Cathy Blaeser, co-executive director of Minnesota Citizens Concerned for Life (MCCL), expressed concern over the situation.
“Many other states have reasonable protections for unborn children and their mothers. But not Minnesota,” Blaeser said. “Lawmakers here have enshrined abortion-up-to-birth and repealed common sense laws like informed consent for women and a program providing real alternatives to abortion for those in need. Women and children will pay the price for this extremism.”
The report revealed that the total number of abortions in 2022 reached 12,175, marking the highest figure since 2009 and defying a long-term downward trend observed between 1980 and 2015, where abortions dropped by 48 percent, MCCL said.
Notably, “independent physicians” saw the most substantial increase in abortions in 2022, which MCCL believes may be attributed to the rise of telemedicine abortions, allowing women to receive abortion pills via mail without in-person doctor’s visits.
Additionally, the number of abortions performed on non-Minnesota residents doubled from the previous year, with over 2,000 such cases. The estimated abortion rate among Minnesota residents also experienced an increase.

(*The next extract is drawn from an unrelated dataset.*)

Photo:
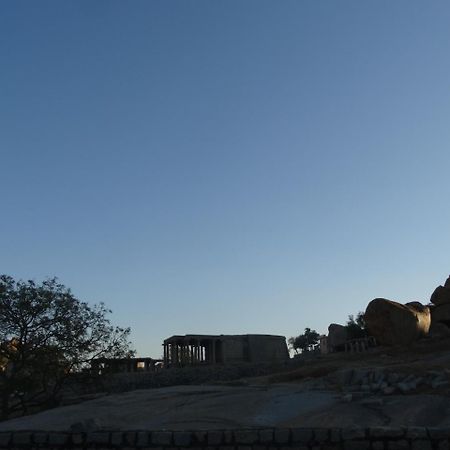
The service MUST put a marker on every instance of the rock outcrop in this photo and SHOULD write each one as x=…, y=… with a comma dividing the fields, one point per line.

MCCL said in a press release that drug-induced abortions accounted for 61% of all abortions in 2022, consistent with the previous year. The report also indicated that 294 abortions were performed at or after 20 weeks gestation, reflecting a 33% increase from 2021. Furthermore, there were 831 dilation and evacuation abortions, marking a 36% increase.
Approximately 41% of abortions, including 48% of those performed on Minnesota residents, were funded by taxpayers, MCCL said.
Regarding the reasons cited for seeking an abortion, 60% of women mentioned not wanting children at that time, while 12% cited economic reasons. A small fraction of abortions, less than 1%, were reported as resulting from rape or incest, consistent with previous years.
The press release from MCCL stated that future MDH reports will no longer include comprehensive data, omitting crucial factors that influence women’s decisions to have abortions, as well as information about infants who survive abortions and what is done to care for those who survive.
According to the MDH report, there were no reported cases of born-alive infants in 2022, in contrast to the five reported cases in 2021. Last session, the legislature also repealed a requirement for doctors to “preserve the life and health of the born alive infant.”
Blaeser expressed concerns about the repercussions of these legislative actions.
“The actions of lawmakers figure to increase abortions even more, including late abortions, and to obscure some of this information from the public,” she said. “But Minnesotans don’t want our state to be a place of unlimited abortion, where babies and their mothers don’t get the protections, support, and love that they need. We must be better than this.”